Planes are given special attention and British makers, among them Holtzapffel, Norris, Mathieson and Spiers, are discussed in depth.

==Summary==
A wide array of edge and boring tools provides a broad survey of hand tool-making from prehistory to today. Writing in The Times, Huon Mallalieu encapsulated the function of the book: "Over the past 35 years [David Russell] has amassed probably the world’s largest collection of antique woodworking tools from the Stone Age to the 20th century ... The catalogue not only lists and lavishly illustrates 1556 items, but also makers’ stamps and associated material ..."

==Structure==
After looking at a range of tools from prehistory to the Romans, the book examines in detail more recent hand tools by function: from saws to drills and braces; from rules and gauges to bevels, squares and levels. Much of the book, however, is devoted to an extensive selection of wooden and metal planes and highlights their manifold functions. These planes are arranged within chapters on continental European, British and American models, with some of the great British makers from the eighteenth to the early twentieth century discussed in depth. A short chapter focuses on spurious and altered items, drawing the reader's attention to some of the pitfalls of collecting vintage tools.

==Critical reception==
The book has been widely acclaimed in both the general and specialized press. According to the Sheffield Telegraph, "the book not only celebrates the collection but is considered the most serious work of reference of its kind to date and destined to become a 'bible' in its field".
Looking at the book from another angle, Eve Kahn in The New York Times stated that the book was "intended to glamorize unsung innovations". Carl Duguay, writing in Canadian Woodworking & Home Improvement, declared that the book was "Lavish, stunning, outstanding, magnificent ... superlatives just don't do justice to [it]."
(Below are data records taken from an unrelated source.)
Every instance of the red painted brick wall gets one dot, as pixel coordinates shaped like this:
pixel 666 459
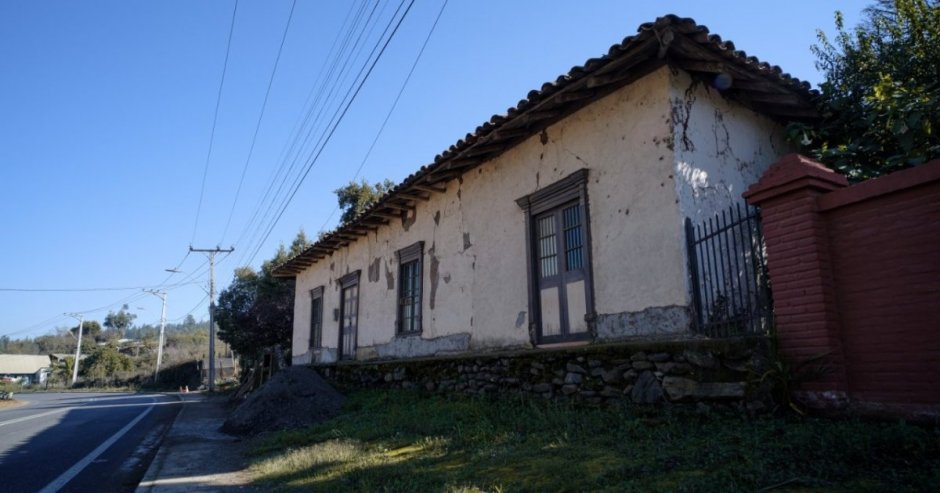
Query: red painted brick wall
pixel 855 273
pixel 886 264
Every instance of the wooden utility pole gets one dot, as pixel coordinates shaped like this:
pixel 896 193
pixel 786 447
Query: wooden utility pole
pixel 162 296
pixel 78 347
pixel 211 252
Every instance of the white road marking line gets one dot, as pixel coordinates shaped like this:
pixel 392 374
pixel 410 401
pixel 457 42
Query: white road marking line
pixel 34 416
pixel 73 471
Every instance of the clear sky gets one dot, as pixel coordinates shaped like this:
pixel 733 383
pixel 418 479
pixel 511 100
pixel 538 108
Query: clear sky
pixel 107 110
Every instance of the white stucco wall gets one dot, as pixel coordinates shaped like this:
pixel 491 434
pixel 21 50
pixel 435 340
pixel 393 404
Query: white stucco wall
pixel 475 281
pixel 721 147
pixel 656 152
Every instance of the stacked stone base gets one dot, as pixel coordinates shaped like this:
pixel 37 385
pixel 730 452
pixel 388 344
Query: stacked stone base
pixel 712 373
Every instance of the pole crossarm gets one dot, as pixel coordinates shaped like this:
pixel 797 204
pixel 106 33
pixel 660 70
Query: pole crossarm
pixel 78 347
pixel 162 296
pixel 211 253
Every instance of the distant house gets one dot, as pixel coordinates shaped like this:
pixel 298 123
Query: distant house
pixel 26 369
pixel 224 368
pixel 560 221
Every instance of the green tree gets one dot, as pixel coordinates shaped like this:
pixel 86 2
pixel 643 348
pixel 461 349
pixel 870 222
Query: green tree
pixel 62 371
pixel 89 328
pixel 118 323
pixel 355 198
pixel 880 103
pixel 256 311
pixel 104 363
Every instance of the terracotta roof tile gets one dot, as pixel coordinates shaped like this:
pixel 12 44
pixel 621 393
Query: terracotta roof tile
pixel 672 40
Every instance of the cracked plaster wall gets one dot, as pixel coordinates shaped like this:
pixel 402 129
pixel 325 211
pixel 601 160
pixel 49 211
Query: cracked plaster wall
pixel 721 147
pixel 474 252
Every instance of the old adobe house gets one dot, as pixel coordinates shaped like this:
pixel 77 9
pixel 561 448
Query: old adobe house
pixel 560 221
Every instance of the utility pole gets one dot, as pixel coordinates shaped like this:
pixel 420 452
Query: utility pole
pixel 162 296
pixel 78 347
pixel 211 252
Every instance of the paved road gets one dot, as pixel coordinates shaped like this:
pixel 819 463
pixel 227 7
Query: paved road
pixel 81 441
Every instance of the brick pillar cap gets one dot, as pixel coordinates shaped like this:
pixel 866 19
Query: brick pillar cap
pixel 793 172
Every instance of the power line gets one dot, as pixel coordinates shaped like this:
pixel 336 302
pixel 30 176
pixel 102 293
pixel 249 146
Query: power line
pixel 325 80
pixel 215 119
pixel 264 106
pixel 391 110
pixel 332 130
pixel 77 290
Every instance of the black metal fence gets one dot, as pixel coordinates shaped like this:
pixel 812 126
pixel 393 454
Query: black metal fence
pixel 730 294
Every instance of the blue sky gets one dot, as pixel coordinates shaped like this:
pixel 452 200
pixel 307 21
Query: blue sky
pixel 108 109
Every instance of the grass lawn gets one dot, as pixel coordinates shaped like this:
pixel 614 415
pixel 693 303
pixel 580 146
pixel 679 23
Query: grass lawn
pixel 408 441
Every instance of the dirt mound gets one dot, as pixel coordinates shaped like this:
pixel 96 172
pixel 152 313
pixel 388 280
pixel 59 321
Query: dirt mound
pixel 293 398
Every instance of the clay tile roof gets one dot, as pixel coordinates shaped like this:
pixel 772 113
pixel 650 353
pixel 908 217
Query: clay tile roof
pixel 670 40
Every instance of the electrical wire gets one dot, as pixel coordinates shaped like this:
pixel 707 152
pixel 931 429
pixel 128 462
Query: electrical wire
pixel 391 110
pixel 335 124
pixel 264 106
pixel 323 90
pixel 215 119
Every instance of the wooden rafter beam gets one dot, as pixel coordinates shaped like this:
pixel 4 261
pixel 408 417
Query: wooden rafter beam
pixel 381 217
pixel 413 196
pixel 429 188
pixel 401 207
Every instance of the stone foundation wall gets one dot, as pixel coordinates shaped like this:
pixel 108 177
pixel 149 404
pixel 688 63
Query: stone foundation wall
pixel 716 373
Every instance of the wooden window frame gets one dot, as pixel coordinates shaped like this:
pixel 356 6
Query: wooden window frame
pixel 316 319
pixel 413 253
pixel 572 188
pixel 345 282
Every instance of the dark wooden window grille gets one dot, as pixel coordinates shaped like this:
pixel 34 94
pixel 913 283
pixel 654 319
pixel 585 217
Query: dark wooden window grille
pixel 561 295
pixel 316 318
pixel 349 315
pixel 574 239
pixel 409 289
pixel 728 268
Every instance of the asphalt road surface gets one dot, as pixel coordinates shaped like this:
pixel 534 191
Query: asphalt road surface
pixel 92 442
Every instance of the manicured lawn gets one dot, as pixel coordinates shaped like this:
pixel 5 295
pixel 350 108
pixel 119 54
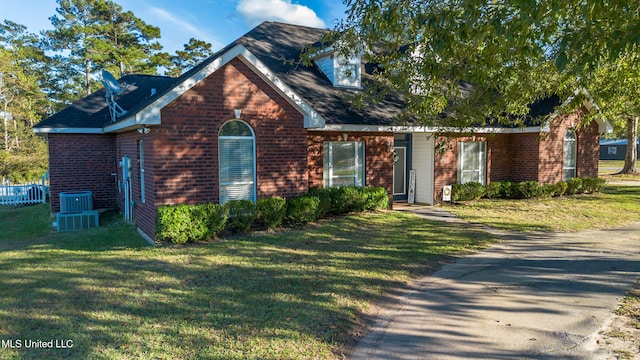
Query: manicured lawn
pixel 617 205
pixel 296 294
pixel 608 167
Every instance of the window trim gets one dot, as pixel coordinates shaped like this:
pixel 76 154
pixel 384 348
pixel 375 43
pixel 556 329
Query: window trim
pixel 359 162
pixel 141 170
pixel 482 161
pixel 573 142
pixel 254 160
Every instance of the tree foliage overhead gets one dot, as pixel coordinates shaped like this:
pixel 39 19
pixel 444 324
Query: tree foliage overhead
pixel 512 51
pixel 46 72
pixel 195 51
pixel 90 35
pixel 616 84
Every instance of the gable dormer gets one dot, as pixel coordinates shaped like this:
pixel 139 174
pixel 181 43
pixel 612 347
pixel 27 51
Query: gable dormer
pixel 343 72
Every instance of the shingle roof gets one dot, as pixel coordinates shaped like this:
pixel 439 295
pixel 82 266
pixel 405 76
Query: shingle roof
pixel 92 111
pixel 278 46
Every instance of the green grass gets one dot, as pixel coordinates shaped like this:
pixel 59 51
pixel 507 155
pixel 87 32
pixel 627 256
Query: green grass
pixel 617 205
pixel 297 294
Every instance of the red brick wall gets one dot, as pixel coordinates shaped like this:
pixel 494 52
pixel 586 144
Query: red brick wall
pixel 524 154
pixel 82 162
pixel 499 157
pixel 378 158
pixel 186 144
pixel 552 148
pixel 588 150
pixel 144 213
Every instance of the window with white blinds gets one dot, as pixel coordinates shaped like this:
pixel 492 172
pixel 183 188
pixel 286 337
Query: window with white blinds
pixel 141 163
pixel 472 162
pixel 570 155
pixel 343 163
pixel 237 162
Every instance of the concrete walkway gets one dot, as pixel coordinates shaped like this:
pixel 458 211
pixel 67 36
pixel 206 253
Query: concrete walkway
pixel 541 296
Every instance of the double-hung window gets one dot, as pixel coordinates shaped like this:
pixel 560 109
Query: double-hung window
pixel 237 161
pixel 472 162
pixel 343 163
pixel 570 152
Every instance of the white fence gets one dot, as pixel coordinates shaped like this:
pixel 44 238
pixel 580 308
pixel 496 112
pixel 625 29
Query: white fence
pixel 22 194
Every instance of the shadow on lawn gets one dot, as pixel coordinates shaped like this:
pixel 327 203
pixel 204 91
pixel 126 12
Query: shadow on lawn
pixel 294 294
pixel 297 294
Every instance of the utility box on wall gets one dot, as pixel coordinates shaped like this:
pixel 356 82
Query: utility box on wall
pixel 446 193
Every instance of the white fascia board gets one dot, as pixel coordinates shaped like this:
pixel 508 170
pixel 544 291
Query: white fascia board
pixel 151 114
pixel 45 131
pixel 311 117
pixel 428 129
pixel 604 125
pixel 147 118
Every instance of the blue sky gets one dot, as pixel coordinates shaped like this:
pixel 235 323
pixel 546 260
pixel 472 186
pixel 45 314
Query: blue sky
pixel 218 22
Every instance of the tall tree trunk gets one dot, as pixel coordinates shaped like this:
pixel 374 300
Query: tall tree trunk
pixel 631 156
pixel 87 67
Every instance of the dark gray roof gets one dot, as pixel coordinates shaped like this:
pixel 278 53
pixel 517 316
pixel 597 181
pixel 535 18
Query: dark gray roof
pixel 278 46
pixel 92 111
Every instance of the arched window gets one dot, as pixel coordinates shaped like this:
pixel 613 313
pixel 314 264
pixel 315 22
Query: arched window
pixel 237 161
pixel 570 155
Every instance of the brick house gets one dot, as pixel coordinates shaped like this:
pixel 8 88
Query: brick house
pixel 247 124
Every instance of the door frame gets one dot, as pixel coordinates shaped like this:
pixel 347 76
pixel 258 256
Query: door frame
pixel 403 140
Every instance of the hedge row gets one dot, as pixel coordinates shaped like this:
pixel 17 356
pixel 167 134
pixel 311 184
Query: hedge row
pixel 525 189
pixel 185 223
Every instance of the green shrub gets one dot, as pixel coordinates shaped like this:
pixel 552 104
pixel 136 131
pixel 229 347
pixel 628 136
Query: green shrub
pixel 272 211
pixel 242 214
pixel 509 190
pixel 592 185
pixel 185 223
pixel 324 206
pixel 346 199
pixel 529 189
pixel 216 216
pixel 548 190
pixel 376 198
pixel 493 190
pixel 574 186
pixel 467 191
pixel 302 209
pixel 561 188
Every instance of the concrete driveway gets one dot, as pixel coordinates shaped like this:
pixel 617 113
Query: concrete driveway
pixel 541 296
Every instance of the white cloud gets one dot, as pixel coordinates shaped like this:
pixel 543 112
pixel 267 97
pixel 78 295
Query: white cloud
pixel 256 11
pixel 182 27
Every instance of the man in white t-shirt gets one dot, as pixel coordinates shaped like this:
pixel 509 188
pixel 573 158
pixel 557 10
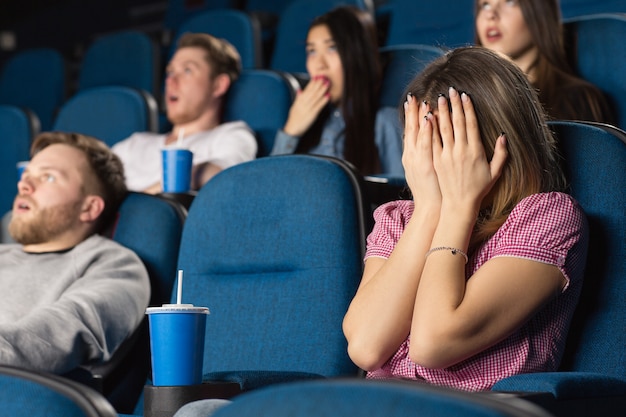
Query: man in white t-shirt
pixel 197 79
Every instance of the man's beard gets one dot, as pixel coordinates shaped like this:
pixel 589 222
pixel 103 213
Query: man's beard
pixel 46 225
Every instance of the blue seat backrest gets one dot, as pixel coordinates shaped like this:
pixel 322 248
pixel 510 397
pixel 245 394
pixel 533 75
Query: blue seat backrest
pixel 599 59
pixel 274 248
pixel 17 129
pixel 373 398
pixel 293 25
pixel 26 393
pixel 595 157
pixel 108 113
pixel 178 11
pixel 129 58
pixel 261 98
pixel 575 8
pixel 35 79
pixel 242 30
pixel 152 227
pixel 401 64
pixel 446 23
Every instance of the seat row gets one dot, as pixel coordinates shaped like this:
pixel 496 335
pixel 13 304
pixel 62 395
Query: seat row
pixel 37 79
pixel 274 248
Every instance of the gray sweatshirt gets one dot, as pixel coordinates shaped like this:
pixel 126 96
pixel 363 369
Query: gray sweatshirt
pixel 63 309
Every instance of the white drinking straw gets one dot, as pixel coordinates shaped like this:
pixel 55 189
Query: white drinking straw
pixel 179 293
pixel 181 135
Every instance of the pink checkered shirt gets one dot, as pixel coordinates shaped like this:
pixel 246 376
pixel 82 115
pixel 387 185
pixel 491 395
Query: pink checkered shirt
pixel 549 228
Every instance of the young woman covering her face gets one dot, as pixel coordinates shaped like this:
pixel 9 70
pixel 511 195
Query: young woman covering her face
pixel 531 34
pixel 478 277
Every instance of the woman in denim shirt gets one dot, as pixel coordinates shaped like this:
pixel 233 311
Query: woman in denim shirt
pixel 337 113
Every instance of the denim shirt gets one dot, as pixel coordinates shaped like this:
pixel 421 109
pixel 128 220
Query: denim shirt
pixel 388 138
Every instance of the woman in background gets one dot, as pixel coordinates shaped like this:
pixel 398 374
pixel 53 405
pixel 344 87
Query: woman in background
pixel 531 34
pixel 337 113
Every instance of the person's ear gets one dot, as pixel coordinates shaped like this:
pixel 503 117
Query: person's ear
pixel 93 206
pixel 221 84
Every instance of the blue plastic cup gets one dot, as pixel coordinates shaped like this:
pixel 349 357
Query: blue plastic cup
pixel 177 343
pixel 176 170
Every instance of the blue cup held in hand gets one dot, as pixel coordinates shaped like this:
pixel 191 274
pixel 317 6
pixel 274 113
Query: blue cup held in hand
pixel 177 343
pixel 177 164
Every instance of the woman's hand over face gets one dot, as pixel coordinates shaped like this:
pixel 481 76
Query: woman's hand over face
pixel 465 176
pixel 307 106
pixel 420 131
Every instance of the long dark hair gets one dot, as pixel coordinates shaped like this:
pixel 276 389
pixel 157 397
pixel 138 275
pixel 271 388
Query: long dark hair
pixel 354 33
pixel 563 94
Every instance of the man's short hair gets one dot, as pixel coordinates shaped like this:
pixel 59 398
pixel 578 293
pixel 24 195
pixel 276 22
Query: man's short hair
pixel 106 176
pixel 221 55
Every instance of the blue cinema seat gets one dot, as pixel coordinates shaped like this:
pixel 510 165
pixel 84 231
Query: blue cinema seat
pixel 242 30
pixel 401 63
pixel 447 23
pixel 274 248
pixel 26 393
pixel 373 398
pixel 152 227
pixel 599 56
pixel 262 98
pixel 110 114
pixel 18 127
pixel 126 57
pixel 35 79
pixel 592 376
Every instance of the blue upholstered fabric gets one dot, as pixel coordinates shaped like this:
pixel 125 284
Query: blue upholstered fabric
pixel 178 11
pixel 274 248
pixel 594 363
pixel 261 98
pixel 35 79
pixel 370 398
pixel 575 8
pixel 128 58
pixel 441 23
pixel 293 25
pixel 566 385
pixel 240 29
pixel 29 394
pixel 17 128
pixel 402 63
pixel 110 113
pixel 152 227
pixel 600 58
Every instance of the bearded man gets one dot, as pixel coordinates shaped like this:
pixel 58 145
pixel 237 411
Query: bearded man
pixel 70 295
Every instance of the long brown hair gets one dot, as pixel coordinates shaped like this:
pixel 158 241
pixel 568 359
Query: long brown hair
pixel 563 94
pixel 505 102
pixel 354 33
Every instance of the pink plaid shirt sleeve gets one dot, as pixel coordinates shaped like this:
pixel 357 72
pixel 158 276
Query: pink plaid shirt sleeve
pixel 549 228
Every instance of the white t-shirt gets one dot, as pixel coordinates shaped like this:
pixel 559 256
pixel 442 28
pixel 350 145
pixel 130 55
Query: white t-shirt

Journals of some of the leading tool societies have been generous in their praise. "David Russell’s book is a vehicle for sharing his fabulous collection with the world," enthused John Wells in the Chronicle, the journal of the Early American Industries Association. "His unerring eye has sought out the most interesting tools available over the past 40 years, resulting in one of the world’s greatest collections of antique woodworking tools." The late Frank Ham, writing in the Australian journal Tool Chest, declared the book to be "the most impressive record of tools" he had ever seen.

Focusing on the illustrations, Mark Bridge commented in Antiques Trade Gazette on how James Austin, the book's photographer, had "managed to capture the elusive qualities of balance, texture and patina which make the finest tools a pleasure to handle, frequently lifting them into the realm of folk art".